LAUSR

Abstract Activation and surface reactions of CO and H2 on ZnO powders and nanoplates under CO hydrogenation reaction conditions were (quasi) in situ studied using temperature programmed surface reaction spectra, diffuse reflectance Fourier transform infrared spectroscopy, inelastic neutron scattering spectroscopy and electron paramagnetic resonance. CO undergoes disproportion reaction to produce gaseous CO2 and surface carbon adatoms, and adsorbs to form surface formate species. H2 adsorption forms dominant irreversibly-adsorbed surface hydroxyl groups and interstitial H species and very minor surface Zn-H species.
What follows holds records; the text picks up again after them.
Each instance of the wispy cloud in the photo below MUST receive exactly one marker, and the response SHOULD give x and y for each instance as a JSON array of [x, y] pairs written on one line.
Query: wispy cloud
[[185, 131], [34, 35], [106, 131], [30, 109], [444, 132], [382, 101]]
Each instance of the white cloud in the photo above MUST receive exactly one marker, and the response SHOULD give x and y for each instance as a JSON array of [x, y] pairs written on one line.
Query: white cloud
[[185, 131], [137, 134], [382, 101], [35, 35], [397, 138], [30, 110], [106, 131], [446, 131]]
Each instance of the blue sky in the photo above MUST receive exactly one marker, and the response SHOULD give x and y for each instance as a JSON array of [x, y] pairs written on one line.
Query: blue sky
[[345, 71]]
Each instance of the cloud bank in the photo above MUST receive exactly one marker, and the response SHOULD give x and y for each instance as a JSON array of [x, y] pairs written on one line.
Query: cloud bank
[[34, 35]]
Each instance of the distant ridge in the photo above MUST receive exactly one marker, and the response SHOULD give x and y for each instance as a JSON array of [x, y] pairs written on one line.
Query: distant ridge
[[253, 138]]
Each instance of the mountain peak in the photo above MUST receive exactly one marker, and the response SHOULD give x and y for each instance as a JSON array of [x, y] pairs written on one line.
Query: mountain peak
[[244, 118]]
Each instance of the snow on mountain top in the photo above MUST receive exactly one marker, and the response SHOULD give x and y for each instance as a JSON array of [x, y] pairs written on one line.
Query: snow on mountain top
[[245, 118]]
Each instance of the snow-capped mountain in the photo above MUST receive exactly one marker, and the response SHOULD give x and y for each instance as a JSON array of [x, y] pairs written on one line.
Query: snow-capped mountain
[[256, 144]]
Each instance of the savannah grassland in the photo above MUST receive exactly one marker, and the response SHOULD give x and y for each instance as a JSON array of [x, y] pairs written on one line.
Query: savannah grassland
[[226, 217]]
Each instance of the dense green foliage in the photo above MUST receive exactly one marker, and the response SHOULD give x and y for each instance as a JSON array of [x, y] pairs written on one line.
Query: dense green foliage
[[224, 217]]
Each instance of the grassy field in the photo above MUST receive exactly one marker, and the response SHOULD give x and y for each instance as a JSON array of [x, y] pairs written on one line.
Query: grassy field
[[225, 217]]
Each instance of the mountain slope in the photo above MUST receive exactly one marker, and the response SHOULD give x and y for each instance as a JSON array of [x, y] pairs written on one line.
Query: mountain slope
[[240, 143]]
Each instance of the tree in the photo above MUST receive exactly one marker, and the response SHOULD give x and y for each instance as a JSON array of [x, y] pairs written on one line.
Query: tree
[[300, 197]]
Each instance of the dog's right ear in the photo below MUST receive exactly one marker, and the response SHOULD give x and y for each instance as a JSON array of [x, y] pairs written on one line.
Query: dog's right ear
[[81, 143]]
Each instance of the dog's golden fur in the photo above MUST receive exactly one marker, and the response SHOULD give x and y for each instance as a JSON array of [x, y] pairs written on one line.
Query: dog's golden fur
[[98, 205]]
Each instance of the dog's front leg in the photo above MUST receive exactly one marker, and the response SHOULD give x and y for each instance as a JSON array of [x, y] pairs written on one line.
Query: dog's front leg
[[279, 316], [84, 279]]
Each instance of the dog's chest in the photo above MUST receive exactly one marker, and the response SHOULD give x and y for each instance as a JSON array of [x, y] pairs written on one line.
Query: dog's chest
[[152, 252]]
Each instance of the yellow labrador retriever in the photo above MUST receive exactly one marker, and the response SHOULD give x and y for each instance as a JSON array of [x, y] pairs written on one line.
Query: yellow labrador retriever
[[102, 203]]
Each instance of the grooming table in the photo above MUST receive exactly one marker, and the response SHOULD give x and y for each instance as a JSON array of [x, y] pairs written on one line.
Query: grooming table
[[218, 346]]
Surface formate species and hydroxyl groups react to produce CO2 and H2, while surface carbon adatoms are hydrogenated by surface Zn-H species sequentially to produce CH(a), CH2(a), CH3(a) and eventually gaseous CH4. The ZnO nanoplates, exposing a higher fraction of Zn-ZnO(0001) and O-ZnO(000–1) polar facets, are more active than the ZnO powders to catalyze CO hydrogenation to CH4. These results provide fundamental understanding of the reaction mechanisms and structural effects of CO hydrogenation reaction catalyzed by ZnO-based catalysts.